The incidence of total MRSA cases pre- and post-Spirigel were 51 and 59 per 1000 patients, respectively (Table 2). However, the incidence of MRSA bacteraemia and significant MRSA infections reduced from 15.4 to 6.6 per 1000 patients (see Table 2). Significant MRSA infections were present in wounds (n = 9), sputum (n = 3), central venous catheter tips (CVP)(n = 2), nasogastric tubes (NGT) (n = 2) and peritoneal fluid (PF) (n = 1) (Figure 1). 15% of total MRSA infections (pre- and post-Spirigel ) developed in patients with community-acquired MRSA.
Availability of alcohol-based hand rubs has been shown to improve compliance with hand hygiene amongst health care workers, particularly in the intensive care setting [6,7]. Prevention of cross-contamination in a busy surgical unit with a high throughput and limited availability of space is a major challenge. Our results indicate that implementation of alcohol-based hand rubs (Spirigel ) at patients' bedsides in this environment is not only cost-effective, but also improves compliance with hand hygiene amongst HCWs (Table 1). The effect of compliance by senior members of staff on other HCWs is significant, as shown previously [8,9]. This study assessed compliance subjectively, which may be subject to bias and is a criticism of its design. Assessment of compliance by an independent observer is an alternative method, but is labour intensive and may bias the data in favour of improved compliance . Failure to assess quality and/or duration of hand decontamination in any study makes interpretation of data difficult .
After Spirigel was introduced, the rate of MRSA infections (including bacteraemia) amongst hospitalized patients decreased by 56% during the 12 month study period. Although this data is promising, our study was not controlled, and the observed reduction in MRSA may have been due to an increased awareness amongst HCWs during the study period. Longer follow-up may help to clarify this. Despite evidence that alcohol-based hand rubs improve compliance compared to handwashing and may reduce cross-contamination [7,11,12,13,14], several reports have questioned their efficacy in terms of both microbial decontamination and reduction of infection [15,16,17], and further studies are needed to evaluate this.
The continued prevalence of MRSA amongst surgical patients is a major cause for concern and has financial implications for the NHS in addition to physical and psychological consequences for the patient . In the absence of a global approach to preventing cross-contamination, isolated measures such as bedside alcohol hand rubs will have only a limited impact on the incidence of MRSA. In our study, 9 beds (16%) were without Spirigel bottles or brackets due to detachment and replacement of bed-ends by operating department personnel onto different beds from wards not involved in the study. This highlights an additional source of cross-contamination, since the majority of surgical patients are transferred to other departments and/or wards during their inpatient stay. Unfortunately, efforts to reduce bed occupancy rates, reduce throughput, isolate patients and/or segregate elective and emergency patients are impossible to achieve without extra resources.

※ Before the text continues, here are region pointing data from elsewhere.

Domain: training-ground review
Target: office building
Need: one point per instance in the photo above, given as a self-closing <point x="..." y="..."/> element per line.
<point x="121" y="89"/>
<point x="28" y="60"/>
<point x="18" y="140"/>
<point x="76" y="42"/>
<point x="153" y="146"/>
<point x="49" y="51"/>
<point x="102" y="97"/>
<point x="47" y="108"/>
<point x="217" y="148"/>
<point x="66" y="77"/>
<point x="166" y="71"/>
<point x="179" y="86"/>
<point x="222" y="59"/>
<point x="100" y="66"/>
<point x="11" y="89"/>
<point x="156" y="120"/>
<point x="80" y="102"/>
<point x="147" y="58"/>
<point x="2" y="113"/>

Introduction of alcohol-based hand gel bottles at each patient's bedside is cost-effective and improves compliance with hand hygiene amongst HCWs in an acute general surgical unit. Although preliminary data suggests that this measure may also reduce rates of MRSA infection, long term follow-up is required to confirm this. Availability of alcohol gel is unlikely to have a significant impact on MRSA infection rates unless it is part of a hospital-wide policy that includes other measures directed at reducing cross-contamination.